うわぁ~、怒ってるよこれ。頼まれたものはちゃんと買ってきたのに、理不尽過ぎるだろ……。

「あ、すまん。でもさ、ちゃんと買ってきたから。ほら、『星くず☆うぃっちメルル PORTABLE -THE BATTLE OF WITCHES-』初回限定版。
 店舗特典もあるからさ。勘弁してくれよ」
「あっそ。ねぇ、それとは別に、あんたに聞きたいことがあるんだけど……」
「え?」

あれ? 帰ってくるのが遅かったから怒ってるんじゃないの?
う~ん、コレ以外にコイツが怒りそうな出来事……思い当たらねえな。いったい何だ?

「さっき加奈子から電話があってさ。『桐乃のカレシの連絡先を教えてほしい』って言われたの」
「ちょ、え? マジで?」
「マジよ。あたしビックリしちゃってさぁ、ワケを聞いたの。そしたら……」
「そ、そしたら……?」

ヤバい。これは本当にヤバい。
桐乃の後ろに明王が見えるぞ……。怒りの炎もはっきりと見える……。
自分の心臓の音がうるさい。喉もカラカラだ。はっきり言おう。俺は今、生命の危機をひしひしと感じている。

「『ブリジットが知りたがってんだ。なんでも、またいっしょに遊びに行きてーんだとよ』だって。よくわかんないから詳しく聞いたらさぁ……、
 今日、ブリジットちゃんと一緒にあんたに会ったって言ってた。加奈子はあやせに呼び出されて、ブリジットちゃんのことをあんたにまかせたって言うし。
 あんたは帰ってくるの遅いし。
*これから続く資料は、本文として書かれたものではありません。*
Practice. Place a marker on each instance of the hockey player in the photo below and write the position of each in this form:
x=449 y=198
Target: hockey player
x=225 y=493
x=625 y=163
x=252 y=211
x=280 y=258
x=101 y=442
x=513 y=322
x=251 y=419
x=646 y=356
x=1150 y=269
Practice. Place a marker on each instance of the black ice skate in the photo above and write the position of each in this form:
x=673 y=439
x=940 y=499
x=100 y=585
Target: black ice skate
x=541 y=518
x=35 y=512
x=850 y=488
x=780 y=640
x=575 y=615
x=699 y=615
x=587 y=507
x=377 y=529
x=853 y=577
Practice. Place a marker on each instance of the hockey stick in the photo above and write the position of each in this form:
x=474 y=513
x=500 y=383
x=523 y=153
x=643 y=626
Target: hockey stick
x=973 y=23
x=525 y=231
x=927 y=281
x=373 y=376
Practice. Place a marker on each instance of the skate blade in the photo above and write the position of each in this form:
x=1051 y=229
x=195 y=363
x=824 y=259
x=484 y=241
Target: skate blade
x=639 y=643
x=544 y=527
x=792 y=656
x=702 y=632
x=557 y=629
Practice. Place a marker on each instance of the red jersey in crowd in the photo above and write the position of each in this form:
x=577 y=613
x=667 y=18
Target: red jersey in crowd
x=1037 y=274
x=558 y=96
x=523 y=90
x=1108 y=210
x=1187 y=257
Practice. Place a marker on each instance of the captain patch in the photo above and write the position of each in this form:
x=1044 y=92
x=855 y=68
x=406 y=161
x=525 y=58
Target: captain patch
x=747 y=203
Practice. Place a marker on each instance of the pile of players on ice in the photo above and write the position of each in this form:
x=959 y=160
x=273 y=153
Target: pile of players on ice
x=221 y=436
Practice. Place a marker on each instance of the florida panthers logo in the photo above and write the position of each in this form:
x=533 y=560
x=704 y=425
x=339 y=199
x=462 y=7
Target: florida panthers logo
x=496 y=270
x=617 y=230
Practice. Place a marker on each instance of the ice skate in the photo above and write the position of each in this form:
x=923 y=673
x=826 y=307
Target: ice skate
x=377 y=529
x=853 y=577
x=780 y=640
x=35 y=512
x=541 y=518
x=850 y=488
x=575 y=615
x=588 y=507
ねぇ、こんな時間まで何してたの?」
「いや、あの……」
「何? 話が長くなりそうなら、あたしの部屋でみっっっっっちりと聞かせてもらうから。気を使わなくていいよ」
「お、おう……」

桐乃は口調こそ穏やかだが、その身から溢れ出る殺気の量は親父以上のように感じられた。
ああ、俺は明日の朝日を拝めないかもしれん……。